At the first hearing before a referee, at which the claimant was not represented by counsel, the substance of the evidence was that between eleven and twelve o’clock on the forenoon of August 31,1934, the decedent and his brother-in-law, Frank Hippie, were attempting to push a mine car, partially loaded with coal, away from the “face” and up a slight “hump” in order to continue loading it when decedent’s feet slipped and “he went down ......kind of on his side.” Hippie testified he and decedent were behind the car and decedent was pushing “as much as he could.” Upon being removed from the mine to his home he was attended by Dr. E. H. Harris, who was not present at the hearing. From his home he was taken to a hospital at Philipsburg, arriving in the early afternoon. Dr. L. Luxemberg, who first saw decedent at the hospital, testified the patient was then unconscious, had spastic paralysis of the left side of his body, and had a blood pressure of 250/145. An 'examination of his urine showed the presence of albumen and casts; his death occurred at 5:30 the following morning from a cerebral hemorrhage. This witness stated decedent had arteriosclerosis and that the kidney condition disclosed by the examination and the high blood pressure noted accompany that disease. The substance of the medical testimony at this hearing was that decedent’s physical condition was such that he might have suffered a cerebral hemorrhage at any time. The evidence adduced would not sustain a satisfactory inference one way or the other upon the question whether the hemorrhage was attributable to the exertion put forth in starting the car or incident to the slipping of the employe’s feet, or whether the fall itself was caused by a hemorrhage which occurred in the normal progress of the arteriosclerosis.

*204 Under the evidence at this hearing, the referee found the death was “not shown to have been the result of such violence to the physical structure of the body as is contemplated [by the act], nor was it shown to have been the result of an accident while in the course of employment.” The referee accordingly, and we think properly in the light of the medical evidence then upon the record, disallowed the claim.
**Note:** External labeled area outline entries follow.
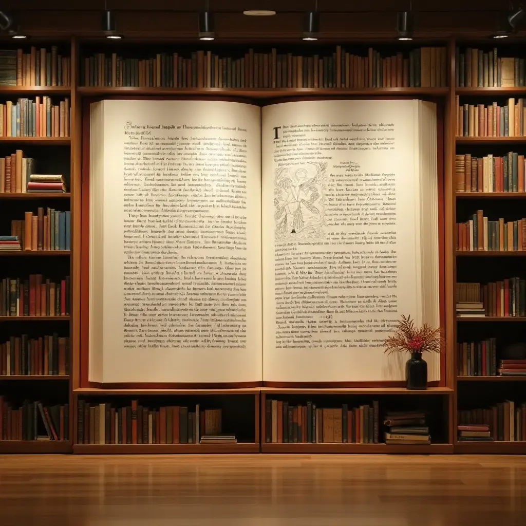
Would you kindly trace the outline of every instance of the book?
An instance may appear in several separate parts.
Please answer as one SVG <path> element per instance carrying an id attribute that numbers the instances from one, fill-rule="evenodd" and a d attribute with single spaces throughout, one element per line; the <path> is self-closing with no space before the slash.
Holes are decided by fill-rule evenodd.
<path id="1" fill-rule="evenodd" d="M 376 351 L 390 332 L 380 320 L 398 319 L 402 305 L 418 322 L 439 325 L 438 266 L 431 264 L 438 257 L 436 118 L 434 104 L 418 100 L 92 104 L 89 199 L 101 213 L 90 215 L 90 231 L 98 232 L 89 240 L 90 380 L 404 379 L 403 364 Z M 379 143 L 384 134 L 396 140 Z M 151 155 L 136 149 L 145 137 Z M 416 164 L 424 147 L 431 153 Z M 178 148 L 196 148 L 198 157 Z M 401 192 L 408 186 L 420 189 Z M 147 187 L 156 195 L 143 196 Z M 359 261 L 371 266 L 365 274 L 355 274 L 364 271 Z M 177 274 L 159 267 L 168 263 Z M 155 288 L 147 305 L 143 287 Z M 305 298 L 294 303 L 292 291 Z M 214 352 L 197 367 L 207 349 Z M 139 363 L 145 352 L 148 368 Z M 430 380 L 439 378 L 439 358 L 429 357 Z"/>

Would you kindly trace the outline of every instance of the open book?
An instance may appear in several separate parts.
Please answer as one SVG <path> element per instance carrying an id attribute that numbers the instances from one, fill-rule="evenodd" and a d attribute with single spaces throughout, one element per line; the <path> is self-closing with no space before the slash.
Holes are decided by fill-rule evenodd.
<path id="1" fill-rule="evenodd" d="M 108 100 L 90 133 L 90 381 L 404 379 L 393 321 L 439 322 L 434 104 Z"/>

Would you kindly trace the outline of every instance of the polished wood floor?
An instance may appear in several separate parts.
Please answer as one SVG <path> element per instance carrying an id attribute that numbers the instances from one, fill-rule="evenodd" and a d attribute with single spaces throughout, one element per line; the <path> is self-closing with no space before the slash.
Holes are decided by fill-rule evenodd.
<path id="1" fill-rule="evenodd" d="M 526 457 L 0 456 L 9 526 L 524 526 Z"/>

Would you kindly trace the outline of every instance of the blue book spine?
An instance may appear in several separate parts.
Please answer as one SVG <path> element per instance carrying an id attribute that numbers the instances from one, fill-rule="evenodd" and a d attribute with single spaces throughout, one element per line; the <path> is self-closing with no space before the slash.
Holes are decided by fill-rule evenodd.
<path id="1" fill-rule="evenodd" d="M 64 220 L 64 212 L 58 214 L 58 250 L 65 250 L 66 246 L 66 222 Z"/>
<path id="2" fill-rule="evenodd" d="M 64 250 L 71 250 L 71 212 L 64 212 L 64 221 L 66 224 L 66 241 Z"/>

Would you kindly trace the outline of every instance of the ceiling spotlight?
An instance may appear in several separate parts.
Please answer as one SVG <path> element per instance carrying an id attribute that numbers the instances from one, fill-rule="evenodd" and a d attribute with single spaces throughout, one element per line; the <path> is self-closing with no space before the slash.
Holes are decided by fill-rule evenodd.
<path id="1" fill-rule="evenodd" d="M 244 11 L 243 14 L 247 16 L 272 16 L 276 14 L 276 11 L 271 11 L 268 9 L 252 9 Z"/>
<path id="2" fill-rule="evenodd" d="M 399 11 L 397 13 L 396 33 L 398 40 L 413 39 L 412 11 Z"/>
<path id="3" fill-rule="evenodd" d="M 318 40 L 318 34 L 319 32 L 319 14 L 317 11 L 310 11 L 307 13 L 305 17 L 305 23 L 303 29 L 303 39 Z"/>

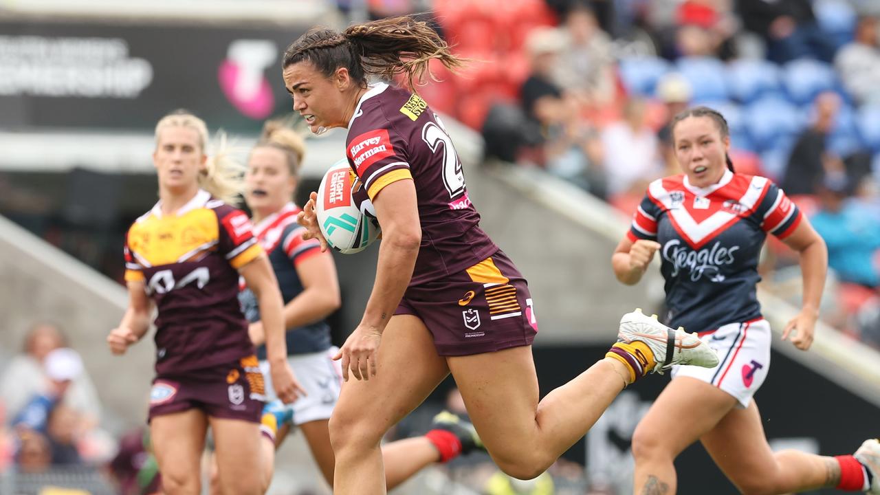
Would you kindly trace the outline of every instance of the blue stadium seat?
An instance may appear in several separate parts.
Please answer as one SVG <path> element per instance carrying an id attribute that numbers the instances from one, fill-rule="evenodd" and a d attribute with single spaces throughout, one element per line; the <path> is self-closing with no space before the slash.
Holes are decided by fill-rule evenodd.
<path id="1" fill-rule="evenodd" d="M 778 147 L 785 139 L 791 139 L 806 123 L 803 113 L 789 101 L 779 98 L 762 98 L 746 107 L 748 133 L 759 151 Z"/>
<path id="2" fill-rule="evenodd" d="M 727 83 L 730 96 L 745 104 L 782 92 L 779 66 L 766 60 L 735 60 L 727 67 Z"/>
<path id="3" fill-rule="evenodd" d="M 693 90 L 693 100 L 718 100 L 728 99 L 724 64 L 717 58 L 684 57 L 677 66 Z"/>
<path id="4" fill-rule="evenodd" d="M 875 153 L 880 152 L 880 105 L 865 105 L 855 116 L 862 143 Z"/>
<path id="5" fill-rule="evenodd" d="M 831 65 L 810 58 L 799 58 L 782 67 L 782 80 L 788 98 L 806 105 L 823 91 L 837 88 L 837 77 Z"/>
<path id="6" fill-rule="evenodd" d="M 657 81 L 671 69 L 670 63 L 662 58 L 625 58 L 620 64 L 620 79 L 627 92 L 650 97 Z"/>
<path id="7" fill-rule="evenodd" d="M 840 157 L 846 157 L 862 148 L 855 122 L 855 112 L 849 105 L 841 105 L 837 113 L 834 129 L 828 137 L 828 148 Z"/>

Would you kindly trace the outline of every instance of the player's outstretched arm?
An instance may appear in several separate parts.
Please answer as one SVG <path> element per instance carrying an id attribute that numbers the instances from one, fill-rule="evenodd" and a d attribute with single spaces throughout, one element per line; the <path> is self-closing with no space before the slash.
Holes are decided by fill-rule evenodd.
<path id="1" fill-rule="evenodd" d="M 791 336 L 795 347 L 806 351 L 813 344 L 816 321 L 819 317 L 822 289 L 828 271 L 828 248 L 806 217 L 801 218 L 795 232 L 783 242 L 796 251 L 800 258 L 803 299 L 801 312 L 785 326 L 782 340 Z"/>
<path id="2" fill-rule="evenodd" d="M 654 253 L 659 248 L 660 243 L 654 240 L 640 239 L 633 242 L 628 237 L 624 237 L 611 257 L 614 276 L 627 285 L 638 284 L 654 259 Z"/>
<path id="3" fill-rule="evenodd" d="M 351 371 L 357 380 L 376 374 L 376 351 L 382 332 L 400 303 L 413 277 L 422 244 L 422 224 L 411 180 L 388 184 L 373 198 L 384 236 L 376 265 L 376 282 L 363 318 L 335 358 L 342 359 L 342 378 Z"/>
<path id="4" fill-rule="evenodd" d="M 327 240 L 321 233 L 320 226 L 318 225 L 318 212 L 315 211 L 315 203 L 318 201 L 318 193 L 312 191 L 309 195 L 309 201 L 305 202 L 303 211 L 297 214 L 297 223 L 305 227 L 308 231 L 303 234 L 303 239 L 317 239 L 321 243 L 321 252 L 327 250 Z"/>
<path id="5" fill-rule="evenodd" d="M 128 346 L 137 343 L 150 329 L 152 304 L 144 290 L 143 281 L 129 281 L 128 307 L 119 326 L 110 330 L 107 345 L 116 355 L 125 354 Z"/>

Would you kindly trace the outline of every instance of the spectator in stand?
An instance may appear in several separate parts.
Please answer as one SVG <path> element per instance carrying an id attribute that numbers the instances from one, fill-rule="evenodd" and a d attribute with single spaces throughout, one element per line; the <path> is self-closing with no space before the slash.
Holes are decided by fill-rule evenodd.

On July 8, 1935, the board granted a rehearing and the case came on before another referee; the claimant was represented by counsel at the rehearing and Dr. Harris was called. Upon consideration of the additional lay and medical testimony then adduced, the referee made, inter alia, the following findings of fact:

“That on August 31, 1934, at about 11:3Q A. M., the decedent and his buddy had a car of coal about two-thirds loaded and had pushed the car from the face of the working a sufficient distance to complete the loading of said car and top it off with lump coal; that there was a hump, or a ridge, in the floor of the mine two or three inches high, made by the cutting machine, which made it necessary to push the partially loaded car of coal over the hump; that the decedent and his buddy started to push the car away from the working face over this hump, and the decedent in exerting unusual force in pushing the car placed his foot against a lump of coal, and as he pushed the car the lump of coal broke under his foot which caused the decedent to be thrown to the ground;......

“That, ...... decedent ...... was suffering from arteriosclerosis; that the unusual exertion which the decedent put forth in pushing the car placed an undue strain on his already diseased and hardened blood vessels, which brought about the cerebral hemorrhage from which the decedent died;......”

Claimant was awarded compensation on the basis of a weekly wage of $19.64, at the rate of $8.64 per week, *205 beginning September 8,1934, for a period of 300 weeks, or a total of $2,592, with interest on each payment from the date it should have been made. The board, upon appeal to it, sustained the findings of fact and conclusions of law of the referee. The defendants thereupon appealed to the common pleas of Centre County and that tribunal, in an opinion by Fleming, P. J., sustained the appeal, set aside the award and entered judgment in favor of the defendants. This appeal by the claimant from that judgment followed.

At the rehearing the testimony of the witnesses for the claimant who appeared at the first hearing was considerably amplified, and Dr. E. H. Harris, the physician first called to attend decedent, was an additional witness. The claimant testified, without objection, that when her husband was brought home from the mine he complained of pain in his right side and said the car “was too much for him.” Decedent’s daughter, who was a trained nurse, testified her father vomited blood several times after he was brought home, and in preparing him to go to the hospital she noticed several red marks upon his right thigh. Frank Hippie, the brother-in-law, testified decedent said, immediately after he fell, “I believe I hurt myself,” and that it required unusual exertion to push the car and its partial load, which weighed about 3,800 pounds in all, over the slight “hump” left by the coal cutting machine.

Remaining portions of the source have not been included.